Jami Schlueter

Personal information
- Born: 26 October 2002 (age 23)

Sport
- Sport: Athletics
- Event: Decathlon

Achievements and titles
- Personal bests: Decathlon: 8024 (2026) NR Heptathlon: 5871 (2026) NR

= Jami Schlueter =

Nigerian decathlete (born 2002)

Jami Schlueter (born 26 October 2002) is a Nigerian multi-event athlete. He is the Nigerian national record holder in decathlon and heptathlon.

==Biography==
Born in Germany to a Nigerian mother and German father, he has family in Ekiti State. Schlueter grew up in the Middle East and England, completing his secondary school at Millfield in Somerset, where he served as head boy and captain of athletics.
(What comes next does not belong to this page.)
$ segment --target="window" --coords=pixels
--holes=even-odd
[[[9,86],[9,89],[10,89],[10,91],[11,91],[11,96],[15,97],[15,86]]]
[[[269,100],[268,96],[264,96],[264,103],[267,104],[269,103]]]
He started competing in combined events between 2014 and 2016, transitioning from quadrathlon to pentathlon and to decathlon. He later studied in the United States, competing for the University of Washington.

Schlueter placed tenth in decathlon at the 2024 NCAA Championships with 7739 points in June 2024. The following month, Schlueter placed third in decathlon at the 2024 British Athletics Championships in Birmingham with 7452 points.

He won the Big Ten Conference silver medals for Washington in both the heptathlon and decathlon in 2025, and set a new personal best of 5,780 points in the heptathlon at the UW Invitational in Seattle that year. He graduated in 2025, having studied psychology and sociology.

On 13 November 2025, Schlueter became eligible to represent Nigeria having applied to change his allegiance from Great Britain. In February 2026, Schlueter set a new Nigerian national record in the heptathlon with a tally of 5,789 points at the Texas A&M Charlie Thomas Invitational, competing for the University of Washington, breaking the previous record of 4,859 set by Chukwuma Maduka in 2018. He then improved his personal best and the national record with 5871 points at the US National Indoor Championships in Indianapolis on 22 February 2026.

Schlueter set a new Nigerian national record in the decathlon with a score of 7861 points at the 2026 Mt. SAC Relays, breaking the 2017 record from Peter Moreno. He broke the 8000 points barrier in decathlon for the first time in June 2026 in Dallas, Texas, scoring a tally of 8024 points. He placed seventh in decathlon at the 2026 Commonwealth Games in Glasgow, Scotland.

==Personal life==
While a student at the University of Washington, he served as the university's Black Student Athlete Association President, with the university winning a National Award for Black Student Athlete Organisations. Alongside his athletics, he has worked as a Business Development and Project Management consultant.